Тогда я показал ему средний палец и вышел вон. На обратном пути я свернул себе самокрутку величиной с паровозную трубу и заплутал, свернув не туда и выйдя к мосту возле лагуны, а потом почему-то к Жеронимушу. Вернувшись домой первым утренним трамваем, я поклялся, что не стану звонить предателю, даже если все закончится сумой или тюрьмой. Перед глазами у меня стояло движение его руки, отправляющее меня с глаз долой, как неуклюжего гладиатора.
Через два дня за мной пришли.
Ладно, таков уж Лилиенталь. А что я знаю о Лютасе образца две тысячи одиннадцатого? Почему, размышляя о том, кому понадобилось засунуть меня в тюрьму, я начинаю с него, хотя у меня нет ни оснований, ни резонов, ни одной полудохлой энтимемы? Шутки у Лютаса и раньше бывали скверными, в забаву не годились, взять хотя бы ту старую историю с обрывом.
В восьмой школе у нас был математик, помешанный на альпинизме — молодой полнокровный парень и, как я теперь думаю, отъявленный враль. Этот математик нас с ума сводил, рассказывал про какие-то горы в Забайкалье, где они с другом ночевали в снегу, про лавины, снаряжение, бураны и все такое прочее. Однажды зимой мы с Лютасом решили себя проверить, взяли в сарае старую палатку жестянщика и отправились на обрыв, тот, что по дороге на Бельмонтас, часа полтора ходу от нашей улицы. Мой друг обещал устроить ужин на древний манер — сварить мясо в кожаном мешке, заполненном горячими булыжниками, мясо и камни он собирался добыть в лесу. Когда мы добрались туда и разбили палатку на самом склоне, Лютас предложил спуститься вниз, к речке Вильняле, и мы пошли, вернее, поползли вниз, проваливаясь по колено в снег и цепляясь за кленовые ветки и обледеневшие кусты.
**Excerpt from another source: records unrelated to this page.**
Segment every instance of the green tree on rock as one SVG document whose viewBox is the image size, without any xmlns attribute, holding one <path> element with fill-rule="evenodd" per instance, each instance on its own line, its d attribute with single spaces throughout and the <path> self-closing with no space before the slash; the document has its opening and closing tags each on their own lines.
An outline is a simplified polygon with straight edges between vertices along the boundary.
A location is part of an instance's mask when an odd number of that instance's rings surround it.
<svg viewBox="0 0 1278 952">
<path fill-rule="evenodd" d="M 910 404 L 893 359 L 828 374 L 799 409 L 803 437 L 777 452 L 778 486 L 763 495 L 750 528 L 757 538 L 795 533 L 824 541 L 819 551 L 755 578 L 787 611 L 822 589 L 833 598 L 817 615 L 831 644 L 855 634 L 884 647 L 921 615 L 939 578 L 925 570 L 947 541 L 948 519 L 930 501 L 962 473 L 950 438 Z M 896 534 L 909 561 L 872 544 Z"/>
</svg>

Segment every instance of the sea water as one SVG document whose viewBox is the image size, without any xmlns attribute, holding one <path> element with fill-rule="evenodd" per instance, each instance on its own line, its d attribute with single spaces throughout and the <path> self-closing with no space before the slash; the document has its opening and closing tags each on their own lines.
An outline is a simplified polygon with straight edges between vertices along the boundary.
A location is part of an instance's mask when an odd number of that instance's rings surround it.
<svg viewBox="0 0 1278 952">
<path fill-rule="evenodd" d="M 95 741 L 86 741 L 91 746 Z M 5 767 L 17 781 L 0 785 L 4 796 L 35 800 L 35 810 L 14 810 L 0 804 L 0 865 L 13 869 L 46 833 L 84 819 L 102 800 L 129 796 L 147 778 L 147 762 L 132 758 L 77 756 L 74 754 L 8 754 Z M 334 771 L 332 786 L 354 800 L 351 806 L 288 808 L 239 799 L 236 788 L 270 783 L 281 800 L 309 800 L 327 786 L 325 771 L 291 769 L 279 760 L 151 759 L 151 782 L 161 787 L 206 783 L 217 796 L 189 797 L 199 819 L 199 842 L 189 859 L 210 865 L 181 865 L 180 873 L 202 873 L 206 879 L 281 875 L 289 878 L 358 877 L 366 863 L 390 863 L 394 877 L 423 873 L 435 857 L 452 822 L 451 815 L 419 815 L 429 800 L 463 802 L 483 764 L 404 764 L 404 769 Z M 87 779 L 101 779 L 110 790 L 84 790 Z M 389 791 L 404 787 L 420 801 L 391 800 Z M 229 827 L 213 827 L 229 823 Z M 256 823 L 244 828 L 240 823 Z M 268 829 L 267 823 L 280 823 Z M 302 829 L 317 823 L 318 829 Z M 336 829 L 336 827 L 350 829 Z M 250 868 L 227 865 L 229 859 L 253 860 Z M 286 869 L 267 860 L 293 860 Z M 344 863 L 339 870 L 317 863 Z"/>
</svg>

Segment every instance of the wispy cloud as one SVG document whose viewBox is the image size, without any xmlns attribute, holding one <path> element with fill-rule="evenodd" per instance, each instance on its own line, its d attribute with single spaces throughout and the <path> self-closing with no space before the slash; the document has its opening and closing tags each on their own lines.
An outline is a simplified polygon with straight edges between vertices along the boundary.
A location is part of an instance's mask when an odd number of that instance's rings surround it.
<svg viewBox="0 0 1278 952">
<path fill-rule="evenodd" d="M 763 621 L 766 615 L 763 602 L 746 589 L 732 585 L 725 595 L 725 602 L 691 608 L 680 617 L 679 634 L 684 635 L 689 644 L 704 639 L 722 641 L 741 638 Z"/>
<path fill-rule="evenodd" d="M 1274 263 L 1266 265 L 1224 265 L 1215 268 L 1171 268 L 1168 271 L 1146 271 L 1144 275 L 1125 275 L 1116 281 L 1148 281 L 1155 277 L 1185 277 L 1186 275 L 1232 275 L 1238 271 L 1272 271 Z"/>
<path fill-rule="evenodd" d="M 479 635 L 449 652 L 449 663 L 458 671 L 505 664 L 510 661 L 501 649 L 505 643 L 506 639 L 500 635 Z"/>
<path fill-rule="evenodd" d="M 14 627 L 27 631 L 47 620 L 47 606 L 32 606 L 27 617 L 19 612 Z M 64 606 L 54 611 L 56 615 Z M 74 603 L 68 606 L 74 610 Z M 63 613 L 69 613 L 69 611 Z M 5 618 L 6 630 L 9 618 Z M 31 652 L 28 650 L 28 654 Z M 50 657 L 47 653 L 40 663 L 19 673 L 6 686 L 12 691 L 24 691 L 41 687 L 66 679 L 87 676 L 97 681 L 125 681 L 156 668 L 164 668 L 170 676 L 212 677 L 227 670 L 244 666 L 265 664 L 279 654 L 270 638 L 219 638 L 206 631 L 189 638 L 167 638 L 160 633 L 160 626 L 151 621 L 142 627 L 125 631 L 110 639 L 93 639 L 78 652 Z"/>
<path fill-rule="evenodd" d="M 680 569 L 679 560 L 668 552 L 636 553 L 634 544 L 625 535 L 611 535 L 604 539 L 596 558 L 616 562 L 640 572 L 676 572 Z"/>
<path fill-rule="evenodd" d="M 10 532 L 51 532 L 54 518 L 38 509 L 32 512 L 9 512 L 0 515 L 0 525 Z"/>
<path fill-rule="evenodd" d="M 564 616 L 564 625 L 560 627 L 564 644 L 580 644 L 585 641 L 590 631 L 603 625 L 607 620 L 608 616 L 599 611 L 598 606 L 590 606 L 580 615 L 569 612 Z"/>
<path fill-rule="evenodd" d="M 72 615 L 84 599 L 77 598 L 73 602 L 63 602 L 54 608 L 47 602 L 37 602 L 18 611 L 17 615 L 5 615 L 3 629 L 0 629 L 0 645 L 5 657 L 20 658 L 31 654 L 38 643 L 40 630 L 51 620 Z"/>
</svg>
Речка замерзла еще в декабре, но кое-где чернели прогалины, будто пятна на коровьей шкуре, и видно было, как быстро бежит вода подо льдом. Лютас достал из рюкзака кожаный мешок со шнуром, похожий на бурдюк из фильма про Али-Бабу, и велел мне набрать в него воды. Я надел мешок на шею и пошел к ближайшей прогалине, лед был крепким, я не боялся, мне было даже весело, добравшись до середины, я обернулся и помахал Лютасу рукой. Вода показалась мне грязной, речка несла подо льдом всякую дрянь, но я заполнил бурдюк доверху, завязал шнурок и пошел назад, стараясь ступать в свои следы на тонком слое снега. Зимние сумерки уже спустились, белая стена обрыва маячила впереди, но Лютаса я уже не различал, идти с водой было гораздо труднее, несколько раз я едва не шлепнулся на лед и стал смотреть только под ноги.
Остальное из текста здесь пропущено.